NBlog April 18 - another NSA contractor accused of schlurping

Catching up with recent infosec news, I stumbled across a piece about NSA contractor Harold T Martin III, accused of schlurping (pinching and hoarding) some 50 terabytes of secret data.  50 Tb!  Along with Julian Assange, Ed Snowden and Chelsea Manning, the US government appears to be hemorrhaging secrets by the shed-load, despite all the extraordinary security controls designed to prevent and detect it.

I say 'shed-load' advisedly: a typical page of a typical document has about 500 typical words per side i.e. 1,000 words per double-sided sheet needing about 200 kb of rich text data (e.g. a Word document). That's 5 sheets per Mb*. 50 Tb is 50 million Mb or about 250 million sheets. A typical box of printer paper contains 10 reams of 500 sheets i.e. 5,000 sheets per box, enough to print out about 1 Gb of data*. So, printing 50 Tb would take about 50,000 boxes of paper, a stack of about 37x37x37 boxes. That's a shed-load ... a big shed, a small warehouse or industrial unit*.

Modern PC disk drives hold about 1 Tb. It is possible someone might casually stroll out of work carrying 50 hard drives in a box marked "Spares", more likely a high-capacity USB thumb drive or laptop every working day for a month or three.

Alternatively, 50 Tb would take approximately forever to download at 1 Gb per hour on a typical home Internet connection ... but barely a day on a lightning-fast fiber-optic line running flat-out at 1 Gb per second*. Professionals working regularly from home, perhaps offering remote IT support, could conceivably claim the business expense of a fast fiber line ... or invest personally for geek status points.
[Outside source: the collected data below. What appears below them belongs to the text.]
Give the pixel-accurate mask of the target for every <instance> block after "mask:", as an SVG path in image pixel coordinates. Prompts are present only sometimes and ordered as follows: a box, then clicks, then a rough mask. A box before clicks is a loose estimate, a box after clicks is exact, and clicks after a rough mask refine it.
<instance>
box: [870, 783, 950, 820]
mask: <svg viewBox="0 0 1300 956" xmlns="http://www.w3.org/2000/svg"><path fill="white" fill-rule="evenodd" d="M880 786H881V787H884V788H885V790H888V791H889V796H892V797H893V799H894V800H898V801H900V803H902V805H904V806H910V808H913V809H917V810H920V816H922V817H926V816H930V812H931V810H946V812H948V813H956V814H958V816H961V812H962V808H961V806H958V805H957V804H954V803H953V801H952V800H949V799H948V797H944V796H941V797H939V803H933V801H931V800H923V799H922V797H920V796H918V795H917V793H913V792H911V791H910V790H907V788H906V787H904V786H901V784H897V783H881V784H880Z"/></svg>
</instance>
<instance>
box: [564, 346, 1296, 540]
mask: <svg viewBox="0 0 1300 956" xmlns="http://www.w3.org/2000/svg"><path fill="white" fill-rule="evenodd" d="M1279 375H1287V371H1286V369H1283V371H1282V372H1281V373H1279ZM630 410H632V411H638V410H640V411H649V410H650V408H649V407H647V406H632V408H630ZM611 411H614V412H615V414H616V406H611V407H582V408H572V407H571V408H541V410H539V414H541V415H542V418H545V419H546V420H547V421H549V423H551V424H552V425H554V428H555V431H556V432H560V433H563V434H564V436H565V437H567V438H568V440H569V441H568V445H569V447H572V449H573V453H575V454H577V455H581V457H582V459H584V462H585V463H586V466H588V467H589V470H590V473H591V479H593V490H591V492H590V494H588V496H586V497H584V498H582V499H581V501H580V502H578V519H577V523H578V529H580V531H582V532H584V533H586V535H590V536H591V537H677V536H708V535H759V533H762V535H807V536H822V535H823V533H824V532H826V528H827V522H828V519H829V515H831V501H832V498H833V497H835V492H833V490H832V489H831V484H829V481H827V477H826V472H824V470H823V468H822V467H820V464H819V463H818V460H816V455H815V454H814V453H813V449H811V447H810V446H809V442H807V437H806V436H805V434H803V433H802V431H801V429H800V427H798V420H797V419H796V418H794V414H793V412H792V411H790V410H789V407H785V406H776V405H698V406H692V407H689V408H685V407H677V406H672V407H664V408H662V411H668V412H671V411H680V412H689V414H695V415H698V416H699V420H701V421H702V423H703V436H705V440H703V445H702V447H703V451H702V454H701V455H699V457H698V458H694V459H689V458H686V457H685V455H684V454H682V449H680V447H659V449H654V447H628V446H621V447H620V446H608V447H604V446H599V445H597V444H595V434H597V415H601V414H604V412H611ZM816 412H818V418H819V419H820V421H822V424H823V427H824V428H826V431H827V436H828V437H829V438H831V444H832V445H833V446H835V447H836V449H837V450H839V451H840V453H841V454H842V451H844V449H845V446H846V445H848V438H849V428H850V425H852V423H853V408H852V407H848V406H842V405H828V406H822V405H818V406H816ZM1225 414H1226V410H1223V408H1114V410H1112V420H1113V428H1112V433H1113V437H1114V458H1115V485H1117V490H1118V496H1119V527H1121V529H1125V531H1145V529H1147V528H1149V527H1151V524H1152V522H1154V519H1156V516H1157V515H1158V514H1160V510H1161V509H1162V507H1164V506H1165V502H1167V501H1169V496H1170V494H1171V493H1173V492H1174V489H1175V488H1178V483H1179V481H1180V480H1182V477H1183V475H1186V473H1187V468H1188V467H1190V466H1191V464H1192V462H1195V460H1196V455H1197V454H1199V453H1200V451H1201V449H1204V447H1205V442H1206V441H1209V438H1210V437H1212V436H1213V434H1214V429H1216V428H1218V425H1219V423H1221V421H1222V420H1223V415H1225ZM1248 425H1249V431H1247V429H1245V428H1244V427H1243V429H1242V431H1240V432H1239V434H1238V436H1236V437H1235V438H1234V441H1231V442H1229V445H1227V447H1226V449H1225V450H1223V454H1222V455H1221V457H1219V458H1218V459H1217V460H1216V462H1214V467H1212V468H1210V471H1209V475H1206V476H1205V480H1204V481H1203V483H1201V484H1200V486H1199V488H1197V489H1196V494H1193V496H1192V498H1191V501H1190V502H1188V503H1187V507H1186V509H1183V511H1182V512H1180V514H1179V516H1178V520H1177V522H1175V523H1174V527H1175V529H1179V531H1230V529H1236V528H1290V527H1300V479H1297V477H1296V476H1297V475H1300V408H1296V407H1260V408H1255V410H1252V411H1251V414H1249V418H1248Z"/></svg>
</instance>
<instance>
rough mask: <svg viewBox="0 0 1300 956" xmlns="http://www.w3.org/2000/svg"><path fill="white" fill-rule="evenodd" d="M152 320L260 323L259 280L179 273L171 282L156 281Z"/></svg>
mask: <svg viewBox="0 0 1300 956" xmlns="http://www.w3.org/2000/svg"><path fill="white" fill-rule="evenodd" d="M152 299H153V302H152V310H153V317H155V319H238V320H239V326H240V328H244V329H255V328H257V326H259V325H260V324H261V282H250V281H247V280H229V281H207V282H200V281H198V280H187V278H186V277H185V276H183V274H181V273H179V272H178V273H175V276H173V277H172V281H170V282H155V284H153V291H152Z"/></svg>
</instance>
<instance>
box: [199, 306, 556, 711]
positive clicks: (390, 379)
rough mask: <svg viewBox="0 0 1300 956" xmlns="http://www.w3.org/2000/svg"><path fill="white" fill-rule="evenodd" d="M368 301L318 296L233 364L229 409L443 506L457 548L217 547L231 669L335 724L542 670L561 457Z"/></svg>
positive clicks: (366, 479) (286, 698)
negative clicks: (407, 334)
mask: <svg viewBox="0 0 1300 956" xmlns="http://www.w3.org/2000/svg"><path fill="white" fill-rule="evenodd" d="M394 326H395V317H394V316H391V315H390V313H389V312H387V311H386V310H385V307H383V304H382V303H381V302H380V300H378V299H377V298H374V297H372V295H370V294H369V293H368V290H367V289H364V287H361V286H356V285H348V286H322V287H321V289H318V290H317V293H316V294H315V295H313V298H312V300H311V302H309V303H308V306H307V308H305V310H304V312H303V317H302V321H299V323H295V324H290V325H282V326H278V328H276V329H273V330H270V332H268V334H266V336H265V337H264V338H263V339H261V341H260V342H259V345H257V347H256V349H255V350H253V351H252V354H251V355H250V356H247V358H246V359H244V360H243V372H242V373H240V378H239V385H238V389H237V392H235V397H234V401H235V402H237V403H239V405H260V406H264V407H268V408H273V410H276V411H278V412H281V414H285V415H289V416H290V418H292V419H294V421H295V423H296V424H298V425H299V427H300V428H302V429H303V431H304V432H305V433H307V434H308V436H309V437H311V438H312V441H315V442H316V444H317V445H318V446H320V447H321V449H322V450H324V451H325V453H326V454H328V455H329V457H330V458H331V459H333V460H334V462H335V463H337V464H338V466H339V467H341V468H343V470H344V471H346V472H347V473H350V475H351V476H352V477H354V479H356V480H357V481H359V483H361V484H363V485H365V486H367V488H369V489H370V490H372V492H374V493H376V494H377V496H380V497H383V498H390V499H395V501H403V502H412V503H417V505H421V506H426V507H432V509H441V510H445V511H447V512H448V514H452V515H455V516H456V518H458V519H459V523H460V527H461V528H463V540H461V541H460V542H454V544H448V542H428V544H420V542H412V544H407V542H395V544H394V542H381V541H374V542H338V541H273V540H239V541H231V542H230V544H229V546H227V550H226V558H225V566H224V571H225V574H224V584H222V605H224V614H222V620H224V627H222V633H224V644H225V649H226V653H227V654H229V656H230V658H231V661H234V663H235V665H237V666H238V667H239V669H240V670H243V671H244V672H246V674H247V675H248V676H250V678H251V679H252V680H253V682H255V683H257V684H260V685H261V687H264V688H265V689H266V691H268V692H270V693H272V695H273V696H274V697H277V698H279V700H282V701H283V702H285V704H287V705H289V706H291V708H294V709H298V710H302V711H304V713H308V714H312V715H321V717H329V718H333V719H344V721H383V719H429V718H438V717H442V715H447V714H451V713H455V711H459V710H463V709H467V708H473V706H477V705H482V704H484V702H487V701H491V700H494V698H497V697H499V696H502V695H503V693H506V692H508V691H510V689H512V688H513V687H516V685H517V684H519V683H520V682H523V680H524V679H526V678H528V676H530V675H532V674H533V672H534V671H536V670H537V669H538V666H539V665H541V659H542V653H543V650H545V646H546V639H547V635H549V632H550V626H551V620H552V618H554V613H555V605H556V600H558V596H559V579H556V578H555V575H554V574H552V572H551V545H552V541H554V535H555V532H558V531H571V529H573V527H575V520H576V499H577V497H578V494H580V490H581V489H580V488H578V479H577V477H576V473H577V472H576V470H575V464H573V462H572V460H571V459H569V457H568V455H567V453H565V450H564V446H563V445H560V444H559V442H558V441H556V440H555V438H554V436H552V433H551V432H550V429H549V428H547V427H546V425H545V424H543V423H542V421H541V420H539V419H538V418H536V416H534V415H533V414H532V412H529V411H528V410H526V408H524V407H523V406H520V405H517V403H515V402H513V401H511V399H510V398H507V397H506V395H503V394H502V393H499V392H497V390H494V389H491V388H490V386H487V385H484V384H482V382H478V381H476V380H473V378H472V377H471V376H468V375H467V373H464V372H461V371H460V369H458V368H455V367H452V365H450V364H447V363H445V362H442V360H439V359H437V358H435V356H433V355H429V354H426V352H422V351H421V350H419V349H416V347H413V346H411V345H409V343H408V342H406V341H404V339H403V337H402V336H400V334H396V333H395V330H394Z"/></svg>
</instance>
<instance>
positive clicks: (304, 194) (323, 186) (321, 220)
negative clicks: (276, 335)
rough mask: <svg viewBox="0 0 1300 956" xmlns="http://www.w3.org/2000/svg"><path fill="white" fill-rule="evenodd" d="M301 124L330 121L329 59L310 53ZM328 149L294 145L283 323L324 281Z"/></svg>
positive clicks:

This is relevant to next month's NoticeBored security awareness topic. IT-enabled workers are technically capable of accessing and storing vast quantities of data wherever they happen to be working, whether on- or off-site. About 20 years ago 'deperimiterization' became a nasty buzzword, referring to the dissolving boundaries around organizations, changing the information risks. Today, it seems as if those boundaries have completely evaporated: inside and outside are virtually indistinguishable.

If our organizations can't quite match the government spooks' budgets and appetites for information security (and even if they can!), where does that leave us? I'll  tell you where - firmly in the Probability Impact Graph's high-risk bright red zone.

* All the figures in this piece are vague approximations. Treat them as rough ball-parks at best ... and please let me know if you spot any errors.